To Be Continued, Active Blogroll on this thread through today’s session. On the day that Governor Scott signed his first death warrant for Manuel Valle, convicted of killing a Coral Gables police officer a few counties away, I would not hold out any hope that Ann Finnell’s motion for mistrial based on Federal Court’s ruling striking the death penalty in Florida, will be granted. Report Filed 3PM EST

Caylee/Casey Anthony Trial BOMBSHELL: JAMES CHENEY MASON IS OUT- REAL OR RUMOR?

Orlando, FL- As most of you following the murder trial of Casey Anthony for her 34 month old daughter, Caylee Marie, Saturday brought the most shocking day of NON-testimony yet.

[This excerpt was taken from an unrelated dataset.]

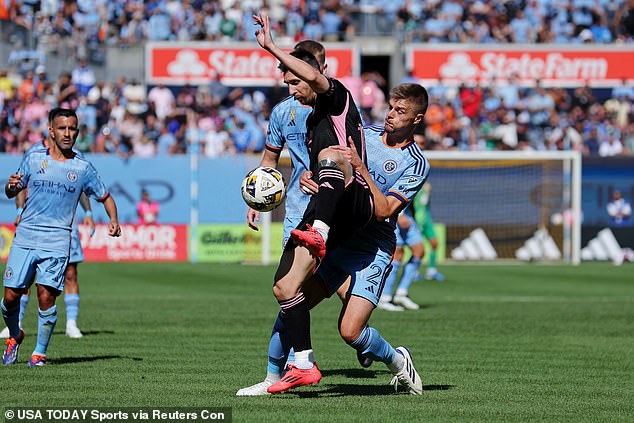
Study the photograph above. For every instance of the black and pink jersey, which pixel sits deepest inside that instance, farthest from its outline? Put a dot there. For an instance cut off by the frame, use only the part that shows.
(334, 118)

I am referring to the bombshell dropped on the court by lead defense attorney, J. Cheney Mason. For reasons that may very well stay sealed until the conclusion of the trial, amongst rumors of photoshopping evidence pictures and witness tampering, Mason iniatied an off the record sidebar followed by an incamera meeting someone decided the defendant would not attend.

The dissention in the ranks seemed to stem from Friday’s rookie error, made by Mason, a criminal defense attorney with nearly 40 years of experience and considered one of the “super lawyers” in the State of Florida. Mason asked first responder deputy Ryan Eberlin, of the OCSO if he placed Casey Anthony in handcuffs at the Anthony home , opening the door to the prosecution to allow the deputy to explain, in front of the jury, that he did so at the request of Cindy Anthony after providing proof her daughter fraudulently used her credit cards.

(Editor’s Note: I was so stunned by this ginormous snafu I considered the possibility Mason did so to get fired on purpose. Given Saturday’s events, my jury is still out on that one.)

Mason is Out

With Tru Tv’s Insession and other various local affiliates geared up for all day Saturday coverage, this presented the unique problem of having a day of rampant legal speculation as to what could have caused Judge Perry, who already scheduled an extended Saturday as a sanction to the defense for it’s third contempt of an order regarding expert witness testimony, ran through every option.

Based on the fact that immediately after court was recessed until 8:30 AM this morning, Jose Baez informed Dot Simms she would need to accompany State Attorney Jeff Ashton for the afternoon deposition of Dr. Kenneth Furton, that he could not, so she “just had to”, and the immediate seal of both the sidebar and incamera session, it is clear there are very limited reasons for the kerfeffel under Florida Law.

They are:

Jury related issue: Impossible as the court reporter left immediately after the recess. If that were the case, Judge Perry would have been required to address the issue immediately on the record, and with counsel present.

Pending Witness testimony Issue: Would not require recess, would not allow for closed proceedings and sealed transcripts, and there were 7 defense witnesses at the court house waiting to be called.

Plea Deal: Again, would not require in camera session without the defendant.

Misconduct: ding ding ding.. We have a winner.

Health Issue: Possible, but highly unlikely given we are looking at only about another week of testimony.